Kyle Miller (Nov 21 2022 at 12:53):

I'm going to guess it has to do with elaboration order and the fact that lean will continue elaborating despite errors. It's able to eventually figure out that row_col has the type it does because it comes from the constraint argument, but Lean visits arguments to functions in left-to-right order, so when it's handling dot/field notation it does not yet know the type of row_col.

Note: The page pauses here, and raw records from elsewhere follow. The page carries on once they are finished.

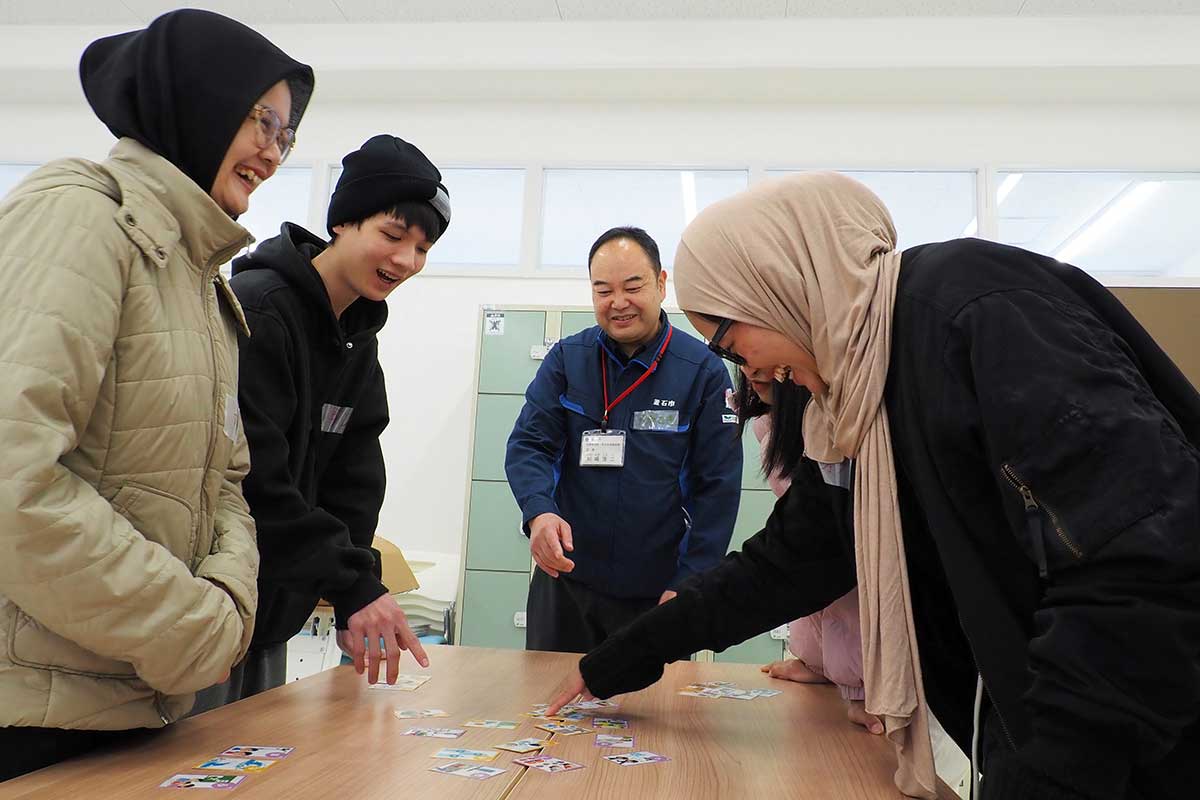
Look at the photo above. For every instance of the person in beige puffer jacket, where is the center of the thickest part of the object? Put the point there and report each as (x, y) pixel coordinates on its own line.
(127, 554)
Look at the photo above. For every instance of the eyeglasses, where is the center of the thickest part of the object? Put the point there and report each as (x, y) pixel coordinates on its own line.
(269, 130)
(729, 355)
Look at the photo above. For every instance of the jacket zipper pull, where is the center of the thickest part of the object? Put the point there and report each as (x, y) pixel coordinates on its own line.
(1037, 530)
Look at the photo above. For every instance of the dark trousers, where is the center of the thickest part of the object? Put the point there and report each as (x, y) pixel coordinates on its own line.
(567, 617)
(24, 750)
(263, 668)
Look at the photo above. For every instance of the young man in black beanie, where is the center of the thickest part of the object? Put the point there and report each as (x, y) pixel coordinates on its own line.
(313, 403)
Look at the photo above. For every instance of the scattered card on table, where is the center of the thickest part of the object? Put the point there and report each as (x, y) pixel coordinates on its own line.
(613, 740)
(419, 714)
(436, 733)
(633, 759)
(403, 684)
(237, 764)
(274, 752)
(473, 771)
(523, 745)
(463, 755)
(202, 781)
(607, 722)
(562, 728)
(547, 763)
(499, 725)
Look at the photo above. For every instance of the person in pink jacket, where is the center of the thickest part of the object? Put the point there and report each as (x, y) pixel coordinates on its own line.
(827, 645)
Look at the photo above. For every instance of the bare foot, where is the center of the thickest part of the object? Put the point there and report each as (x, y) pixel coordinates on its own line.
(856, 710)
(793, 669)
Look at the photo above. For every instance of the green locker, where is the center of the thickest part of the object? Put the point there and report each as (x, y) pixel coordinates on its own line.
(495, 540)
(761, 649)
(505, 365)
(753, 512)
(489, 603)
(495, 416)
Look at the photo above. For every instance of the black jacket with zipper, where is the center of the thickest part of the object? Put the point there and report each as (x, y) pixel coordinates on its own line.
(1050, 495)
(313, 403)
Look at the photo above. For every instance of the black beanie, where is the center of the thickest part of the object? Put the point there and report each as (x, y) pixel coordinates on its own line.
(383, 172)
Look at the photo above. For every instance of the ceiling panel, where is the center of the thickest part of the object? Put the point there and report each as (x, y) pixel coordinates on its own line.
(256, 12)
(904, 7)
(1108, 7)
(424, 11)
(65, 12)
(609, 10)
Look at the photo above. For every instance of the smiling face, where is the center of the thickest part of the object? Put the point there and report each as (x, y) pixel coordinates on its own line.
(627, 294)
(247, 163)
(765, 352)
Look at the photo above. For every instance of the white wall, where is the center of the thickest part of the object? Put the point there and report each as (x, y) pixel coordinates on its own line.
(430, 343)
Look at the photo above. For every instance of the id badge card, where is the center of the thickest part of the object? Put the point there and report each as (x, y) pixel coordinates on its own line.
(603, 449)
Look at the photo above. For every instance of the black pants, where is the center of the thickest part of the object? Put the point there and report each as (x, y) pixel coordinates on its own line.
(24, 750)
(567, 617)
(263, 668)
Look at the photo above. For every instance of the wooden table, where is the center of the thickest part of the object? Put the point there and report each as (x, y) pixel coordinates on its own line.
(348, 743)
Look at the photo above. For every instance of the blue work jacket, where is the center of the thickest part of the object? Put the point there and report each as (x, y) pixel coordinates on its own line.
(669, 512)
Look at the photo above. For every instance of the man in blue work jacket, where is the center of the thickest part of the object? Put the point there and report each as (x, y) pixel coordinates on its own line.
(624, 456)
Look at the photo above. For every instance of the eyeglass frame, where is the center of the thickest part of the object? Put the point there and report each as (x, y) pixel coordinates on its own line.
(723, 326)
(258, 113)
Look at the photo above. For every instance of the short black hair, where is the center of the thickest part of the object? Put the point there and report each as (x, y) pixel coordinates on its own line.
(637, 236)
(413, 212)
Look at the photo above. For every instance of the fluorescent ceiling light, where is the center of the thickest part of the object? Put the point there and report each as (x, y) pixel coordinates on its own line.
(1113, 215)
(688, 184)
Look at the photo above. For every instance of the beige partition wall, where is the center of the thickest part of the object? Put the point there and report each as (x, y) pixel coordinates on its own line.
(1173, 318)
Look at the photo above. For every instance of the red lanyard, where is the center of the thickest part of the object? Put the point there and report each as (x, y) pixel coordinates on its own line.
(604, 372)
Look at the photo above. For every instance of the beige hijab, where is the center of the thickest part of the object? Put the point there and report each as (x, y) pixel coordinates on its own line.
(814, 257)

Kyle Miller (Nov 21 2022 at 12:55):

Flipping the argument order fixes it:

noncomputable
def mv_polynomial.eval' {R : Type*} {σ : Type*} [comm_semiring R] (p : mv_polynomial σ R) (f : σ  R) : R :=
mv_polynomial.eval f p

lemma mwe {F : Type} [field F] {cols rows : }
  (constraint : mv_polynomial (fin cols × fin rows) F)
  (trace : fin cols -> fin rows -> F) :
  mv_polynomial.eval' constraint (λ row_col , trace (row_col.fst) (row_col.snd)) = 0
  := sorry

Eric Wieser (Nov 21 2022 at 13:03):

Inserting a by exact might also change the elaboration order to the one that works

Kyle Miller (Nov 21 2022 at 13:08):

Not here, lambda expression bodies process all pending tactics

Eric Wieser (Nov 21 2022 at 13:09):

Works for me:

import data.mv_polynomial

lemma mwe {F : Type} [field F] {cols rows : }
  (constraint : mv_polynomial (fin cols × fin rows) F)
  (trace : fin cols -> fin rows -> F) :
  mv_polynomial.eval (by exact λ row_col , trace (row_col.fst) (row_col.snd)) constraint = 0
  := sorry

Kyle Miller (Nov 21 2022 at 14:24):

Oh, I thought you meant inside the lambda. Your example working is consistent with the theory that elaboration of lambda bodies triggers the processing of pending tactic blocks.

Eric Wieser (Nov 21 2022 at 14:28):

I don't think it gives any evidence for that theory, the lambda doesn't even exist until the tactic block is execute there.

Kyle Miller (Nov 21 2022 at 14:51):

This is what I'm referring to: https://github.com/leanprover-community/lean/blob/master/src/frontends/lean/elaborator.cpp#L3404

Kyle Miller (Nov 21 2022 at 14:52):

The previous five lines visit the body of the lambda, and synthesize() is for handling a number of deferred things, including pending tactics.